Ternyata ayah suka bercanda.”
“Ayah akan memberikannya
pada Tia.” Presdir menyerahkan potongan kue itu pada Tia.
“Terima kasih ayah…” Tia
menerima potongan kue yang diberikan padanya. “Ayah, seharusnya ayah juga
memotong satu lagi untuk oppa.” Tia menyarankan.
“Anak nakal itu tidak usah
dikasih, bagaimana?” ucap Presdir sedikit berbisik pada Tia yang ada di
dekatnya.
“Tidak boleh, bagaimanapun
oppa adalah anak ayah.” Daripada Presdir mendengar ceramah Tia, Presdir mulai
memotong satu lagi dan diberikan pada Kris yang duduk didekatnya. Pengurus Jang
dan sekretaris Choi juga ikut menikmati kue tart buatan Tia.
Malam itu suasana makan
malam dengan latar langit yang cerah, melengkapi pesta kecil yang diadakan.
Mereka bercakap serta bercanda gurau dengan akrab, kehangatan menyelimuti
keadaan saat itu.
“Ini adalah kue tart
buatan nona Tia.” Ucap pengurus Jang memberitahu.
“Benarkah?
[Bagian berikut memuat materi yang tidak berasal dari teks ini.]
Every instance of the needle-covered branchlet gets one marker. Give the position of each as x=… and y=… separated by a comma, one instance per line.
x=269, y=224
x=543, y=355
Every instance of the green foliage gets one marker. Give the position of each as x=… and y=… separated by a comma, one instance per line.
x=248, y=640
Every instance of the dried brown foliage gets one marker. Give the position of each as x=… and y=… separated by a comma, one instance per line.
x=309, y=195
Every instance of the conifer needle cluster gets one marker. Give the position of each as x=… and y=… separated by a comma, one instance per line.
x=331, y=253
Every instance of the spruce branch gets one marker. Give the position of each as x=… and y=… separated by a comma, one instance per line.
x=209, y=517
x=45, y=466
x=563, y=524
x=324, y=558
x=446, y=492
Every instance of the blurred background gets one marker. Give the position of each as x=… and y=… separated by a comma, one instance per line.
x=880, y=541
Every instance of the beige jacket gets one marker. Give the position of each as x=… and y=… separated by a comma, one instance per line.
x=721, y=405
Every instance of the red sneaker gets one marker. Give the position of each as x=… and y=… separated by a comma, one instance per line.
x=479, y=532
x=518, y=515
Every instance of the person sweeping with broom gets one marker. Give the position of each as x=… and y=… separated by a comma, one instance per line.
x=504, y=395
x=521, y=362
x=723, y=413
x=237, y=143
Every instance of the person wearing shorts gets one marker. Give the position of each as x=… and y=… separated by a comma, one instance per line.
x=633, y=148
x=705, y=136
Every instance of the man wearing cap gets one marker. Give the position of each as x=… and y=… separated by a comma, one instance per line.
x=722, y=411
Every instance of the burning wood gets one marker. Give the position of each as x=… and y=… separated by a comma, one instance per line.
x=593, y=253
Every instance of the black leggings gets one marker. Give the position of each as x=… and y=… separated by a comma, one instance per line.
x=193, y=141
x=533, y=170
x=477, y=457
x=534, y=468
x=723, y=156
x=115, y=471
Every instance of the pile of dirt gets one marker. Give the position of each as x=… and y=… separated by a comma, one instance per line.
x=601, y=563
Rasanya enak,
tidak kalah dengan kue yang dijual di toko-toko kue terkenal.” Presdir memuji.
“Jika ayah bicara begitu,
kepalaku lama-lama bisa menjadi besar.” Tia menanggapi.
“Berarti ayah harus
mengeluarkan banyak uang untuk mengoperasi kepalamu menjadi normal lagi.” Sahut
Kris. Presdir tertawa mendengar Kris dan Tia pun juga ikut tertawa, tapi
tertawa kecut sambil memandang Kris.